• Freedom Financial Network Tips: Setting Short, Medium, and Long Term Financial Goals for Your Future





    One of the most important steps that you can take towards a more financially secure life is to set a variety of savings-related goals- after all, if you aren't working towards anything, you will likely end up trapped back in the cycle of living paycheck to paycheck. Freedom Financial Network has helped tens of thousands break the cycle, and we're proud to provide tips on saving for the most important goals in your life. If you've never set a financial goal for yourself before, here are some of the most important  short, medium, and long term milestones that the experts at Freedom Financial 
    Network recommend prioritizing.

    Short Term Goals
    ·      Create a budget. Establishing a budget for your spending will take little more than a few hours, yet will have massive benefits when you begin your journey out of debt or to a more healthy financial future. Pull your bills and paystubs from last month, and take stock of how much money you have coming in vs. going out every month. Experts at Freedom Financial Network recommend combing through your regular expenses and locating areas in which you could cut back on your spending. For example, if you notice that you are going out for coffee every morning before work, at a rate of $3 five days a week, bringing your own coffee just three days a week can save you over $700 over the course of a year.
    ·      Pay off your credit card debt.

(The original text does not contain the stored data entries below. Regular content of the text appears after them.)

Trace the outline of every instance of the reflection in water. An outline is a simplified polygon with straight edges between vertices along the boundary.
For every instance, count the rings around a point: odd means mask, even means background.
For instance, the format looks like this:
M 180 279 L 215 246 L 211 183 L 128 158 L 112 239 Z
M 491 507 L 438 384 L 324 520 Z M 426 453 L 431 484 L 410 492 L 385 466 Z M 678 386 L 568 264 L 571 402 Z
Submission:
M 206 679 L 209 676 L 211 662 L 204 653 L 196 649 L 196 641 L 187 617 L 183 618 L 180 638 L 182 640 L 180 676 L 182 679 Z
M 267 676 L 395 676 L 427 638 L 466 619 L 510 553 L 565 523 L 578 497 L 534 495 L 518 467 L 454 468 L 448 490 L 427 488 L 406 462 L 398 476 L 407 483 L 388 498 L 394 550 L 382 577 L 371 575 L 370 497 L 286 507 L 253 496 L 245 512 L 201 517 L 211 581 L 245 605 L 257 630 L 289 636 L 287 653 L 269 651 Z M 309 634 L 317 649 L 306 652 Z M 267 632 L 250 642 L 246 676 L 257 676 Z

The number one thing that you can do to improve your financial health is to pay off your outstanding credit card debt (making on-time payments of at least the minimum amount contributes to about 35% of your credit score makeup). Credit card debt accumulates interest, which can trap you in a cycle of paying off less than the required minimums, and allowing interests to pile up. Experts at Freedom Financial Network recommend one strategy could be listing all your outstanding credit card payments by interest rate, and paying only the minimum balance on all but the highest-interest card. This could allow you to slowly work your way out of debt, while avoiding the dreaded additional interest payments.
    ·      Create an emergency fund. Emergencies can happen to even the most financially stable person. Make sure that your next one doesn't destroy your credit by setting aside money for a financial safety net. The recommended starting amount is $500-$1,000, but after this goal is reached, you will want to continue to make small contributions to cover you in the event of a longer-term emergency like unemployment or medical expenses.

    Medium Term Goals
    ·      Pay off your student loans. One of the biggest drains on most adults budgets are student loan payments. If you are having trouble making your payments, refinancing can help you to make the debt more manageable- however, if you have federal loans and you refinance with a private lender, you can lose benefits like income-based repayments. If you would not benefit from refinancing, treating your loans like common credit card debt is the best strategy for repayment- pay off the highest-interest items first, and make more than the minimum payment if possible.
    ·      Get your insurance in order. After you have paid off all outstanding debt, you will want to take steps to invest in your future. This can mean looking into life and disability insurance, which will help to provide for you and your family in the event of an accident.
    ·      Consider other future dreams and goals. Fantasizing about your future is the first step to figuring out what you consider worth saving for in the near future. Perhaps you'd like to purchase a home, go back to school and continue your education, or save for your children's college; think about what you consider important, and start creating a plan to reach these financial goals in the future.

    Long Term Goals
    ·      Save for retirement. The biggest long-term goal that most people need to consider is saving for their retirement. As a general rule, the experts at Freedom Financial Network advise everyone to put aside 10-15% of every paycheck into a tax-advantaged retirement account like a 401(k), 401(b), or Roth IRA. In addition to saving, you will need to sit down and figure out how much time you have until reaching retirement, and calculate a comfortable yearly spending limit. First, determine your estimated retirement dates, and calculate the estimated amount that you and your spouse will receive, along with your retirement assets. You will likely want to consult a professional financial or retirement planning service to help you create a saving plan that will help you craft a plan that lets you comfortably save for your needs.